Support vector machines take the idea of SVCs to the non linear boundary case. It is easier to find linear separation boundaries in higher dimensional space as the points are more farther apart. One way is to directly use the transformed feature space to train the model. The problem is that this increases computations by a huge factor due to the increased dimensionality of the features and the parameters.

SVM benefits from the kernel trick which comes into picture in the Wolfe-dual problem \begin{align} L = \sum_{j=1}^{N}\lambda_{j} - \frac{1}{2} \sum_{i=1}^{N}\sum_{j=1}^{N} \lambda_{i}\lambda_{j}y_{i}y_{j}c \end{align} where $h(x):\mathbb{R}^{p} \rightarrow \mathbb{R}^D$. The parameters learnt will be in the new feature space. But we can make the prediction easily by using \begin{align} \beta &= \sum_{j=1}^{N} \lambda_{j}y_{j}h(x_{j})\newline y(x_{new}) &= \beta^{T}h(x_{new}) + \beta_{0}\newline &= \sum_{j=1}^{N} \lambda_{j}y_{j}h(x_{j})^{T}h(x_{new}) + \beta_{0} \end{align} Notice that both training and prediction depend on the dot products of the transformed features, and not on the transformed features themselves. Furthermore, we know that only a subset of training points (which are on margin or between margins) will have the coefficient $\lambda_{j} = 0$. We know this subset from training data and computation for new points becomes quite cheap.

To compute the dot products, it is sufficient to know the kernel rather than individual transformed features \begin{align} K(x_{1}, x_{2}) = h(x_{1})^{T}h(x_{2}) \end{align}

which is cheap to compute for several functions. The kernel is easy to view as measuring similarity between points.
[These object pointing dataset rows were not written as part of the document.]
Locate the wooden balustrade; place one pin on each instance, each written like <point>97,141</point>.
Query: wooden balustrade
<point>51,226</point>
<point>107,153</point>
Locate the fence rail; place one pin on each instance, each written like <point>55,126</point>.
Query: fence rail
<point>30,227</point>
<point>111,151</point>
When we use the kernel on original space, we are looking at the Pearson correlation coefficient. Also, we save a ton of computational time. Using kernels, we only need to compute the similarity between $\binom{N}{2}$ pairs of variables. On the other hand, when working in large dimensional spaces, we would have first calculated the transformed features, and then the dot products.
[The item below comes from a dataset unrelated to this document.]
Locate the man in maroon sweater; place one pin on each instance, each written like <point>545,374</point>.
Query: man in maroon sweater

Popular choices of Kernels to explore when using SVM are \begin{alignat}{2} \text{$d^{th}$ degree Polynomial :} &\quad K(x_{1}, x_{2}) &&= (1 + x_{1}^{T}x_{2})^{d}\newline \text{Radial Basis :} &\quad K(x_{1}, x_{2}) &&= exp(-\gamma \lVert x_{1} - x_{2} \rVert^{2})\newline \text{Neural Network :} &\quad K(x_{1}, x_{2}) &&= tanh(k_{1} x_{1}^{T}x_{2} + k_{2}) \end{alignat} where $\gamma>0$, $k_{1}$ and $k_{2}$ are predefined constants.
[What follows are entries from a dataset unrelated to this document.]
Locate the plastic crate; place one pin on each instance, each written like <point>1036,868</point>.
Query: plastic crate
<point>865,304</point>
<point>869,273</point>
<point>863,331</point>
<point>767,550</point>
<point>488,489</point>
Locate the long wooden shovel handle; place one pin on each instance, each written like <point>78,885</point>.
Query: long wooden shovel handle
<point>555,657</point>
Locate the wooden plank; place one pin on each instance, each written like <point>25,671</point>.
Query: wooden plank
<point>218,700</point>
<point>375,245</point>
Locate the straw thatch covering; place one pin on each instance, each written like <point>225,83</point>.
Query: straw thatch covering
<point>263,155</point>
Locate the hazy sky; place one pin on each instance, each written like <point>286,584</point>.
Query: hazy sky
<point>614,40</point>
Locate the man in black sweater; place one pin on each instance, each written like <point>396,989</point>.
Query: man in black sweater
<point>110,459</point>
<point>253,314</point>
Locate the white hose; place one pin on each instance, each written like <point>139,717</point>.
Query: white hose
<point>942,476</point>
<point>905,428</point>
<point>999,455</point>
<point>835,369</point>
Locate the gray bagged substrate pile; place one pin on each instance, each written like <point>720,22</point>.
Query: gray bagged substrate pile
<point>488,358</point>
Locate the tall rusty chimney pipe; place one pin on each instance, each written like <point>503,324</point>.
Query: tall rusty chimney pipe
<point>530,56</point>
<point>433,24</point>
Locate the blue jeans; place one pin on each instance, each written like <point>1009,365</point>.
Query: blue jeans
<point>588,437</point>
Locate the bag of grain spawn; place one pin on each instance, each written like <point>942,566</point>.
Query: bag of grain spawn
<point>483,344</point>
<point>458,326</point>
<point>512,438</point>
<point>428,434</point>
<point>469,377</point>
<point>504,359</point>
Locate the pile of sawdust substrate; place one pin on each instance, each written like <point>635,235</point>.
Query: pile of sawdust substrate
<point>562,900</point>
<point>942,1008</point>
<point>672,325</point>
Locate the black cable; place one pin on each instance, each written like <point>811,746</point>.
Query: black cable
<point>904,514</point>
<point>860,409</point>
The radial basis function is special in the sense that the transformed feature space is infinite dimensional, but we do not need to work in that space. For large difference in two inputs, the kernel returns a small value, in line with the SVC principal to give low importance to the points far away.

The cost parameter $C$ serves better in the larger space. Large $C$ causes small $\epsilon$ leading to overfit in the original feature space (non-linear wiggly boundary) while smaller values of $C$ will lead to smoother boundary in the original space. The value is optimally chosen through cross validation.

Hinge Loss

The slack variables $\epsilon$ are positive. They are $0$ when the points are correctly classified, and begin to increase the further we move away from margin in the misclassification region. Hence, \begin{align} &\frac{1}{2}\lVert \beta \rVert^{2} + C\sum_{j=1}^{N}\epsilon_{j}\newline &\text{is equivalent to} \quad \frac{1}{2C}\lVert \beta \rVert^{2} + \sum_{j=1}^{N} max(0, 1 - y_{j}(\beta_{0} + \beta^{T}x_{j})) \end{align}

where we have simply divided the whole equation by $C > 0$. The term is a familiar combination of $loss + penalty$ (ridge or lasso for instance). The hinge loss is defined as $max(0, 1 - yf(x))$ for the case of SVM.

Multiclass classification

in $K$ classes can be done either by building $\binom{K}{2}$ classifiers and choosing the class most frequently chosen for a given point, or using $K$ one vs all classifiers, and using the one giving maximum value of $\beta_{0} + \beta^{T}x$.